Looking at community radio policy from a global perspective, Canada is the exception rather than the rule when it comes to how it approaches non-commercial radio. The countries that appear on the slide, and several other industrialized countries, have a more consistent approach to non-commercial media. They don't make a clear regulatory distinction between public media on one extreme and community media on the other. They see them all as non-commercial media contributing something important to the broadcasting system.
While I could go through any of those countries and explain how they fund community media in their own way, the United States is of particular interest. In the United States, as you're probably aware, there are two separate entities that are the prime movers in non-commercial media. One is the Corporation for Public Broadcasting, which is the funding mechanism. A separate organization for radio, National Public Radio, is the main provider of content to radio stations.

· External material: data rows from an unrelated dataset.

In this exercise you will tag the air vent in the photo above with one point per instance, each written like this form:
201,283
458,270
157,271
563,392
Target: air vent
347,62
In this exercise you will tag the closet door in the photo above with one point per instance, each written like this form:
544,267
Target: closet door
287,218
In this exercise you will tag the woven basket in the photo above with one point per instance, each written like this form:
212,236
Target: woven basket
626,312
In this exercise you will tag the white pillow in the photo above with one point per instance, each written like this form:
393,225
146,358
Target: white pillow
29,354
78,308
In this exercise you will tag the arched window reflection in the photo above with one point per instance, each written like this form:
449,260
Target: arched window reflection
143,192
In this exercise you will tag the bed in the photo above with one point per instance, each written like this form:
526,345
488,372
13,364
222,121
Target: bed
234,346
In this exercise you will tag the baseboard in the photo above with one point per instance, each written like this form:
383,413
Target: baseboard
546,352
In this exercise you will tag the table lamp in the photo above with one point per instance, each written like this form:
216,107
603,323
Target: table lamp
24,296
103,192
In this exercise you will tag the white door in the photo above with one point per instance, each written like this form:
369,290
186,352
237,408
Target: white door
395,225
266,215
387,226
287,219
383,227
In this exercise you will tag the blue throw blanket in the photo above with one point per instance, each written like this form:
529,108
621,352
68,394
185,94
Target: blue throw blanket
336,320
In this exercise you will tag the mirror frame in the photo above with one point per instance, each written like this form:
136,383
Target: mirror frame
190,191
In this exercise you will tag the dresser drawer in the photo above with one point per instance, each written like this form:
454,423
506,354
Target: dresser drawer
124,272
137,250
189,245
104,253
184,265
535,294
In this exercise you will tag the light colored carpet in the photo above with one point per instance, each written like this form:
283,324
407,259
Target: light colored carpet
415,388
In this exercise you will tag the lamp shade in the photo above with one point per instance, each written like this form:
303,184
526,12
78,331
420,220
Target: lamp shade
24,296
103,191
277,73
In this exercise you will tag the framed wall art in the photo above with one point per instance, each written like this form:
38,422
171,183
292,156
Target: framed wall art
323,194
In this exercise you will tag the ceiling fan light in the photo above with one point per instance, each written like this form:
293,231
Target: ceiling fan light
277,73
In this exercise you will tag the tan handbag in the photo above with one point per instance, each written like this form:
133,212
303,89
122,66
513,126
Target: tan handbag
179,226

Because there are no clear regulatory distinctions between community and public, a station in Denver like WGNU receives about 15% of its revenue from the Corporation for Public Broadcasting, yet it broadcasts no National Public Radio programming whatsoever. It identifies itself as independent community radio, but because of its local service imperative it receives funding through this mechanism.
On the other extreme is WGBH in Boston, which I think some of you get on cable in different parts of the country. It clearly describes itself as public radio. Its schedule is made up almost completely of National Public Radio and other public radio programming, but it receives a similar proportion of CPB funding.
The separation in Canada, this false dichotomy, between the two sectors is a bit artificial. In the United States they support nearly 800 stations through the Corporation for Public Broadcasting--rural, urban, ethnic, and all sorts of different formats.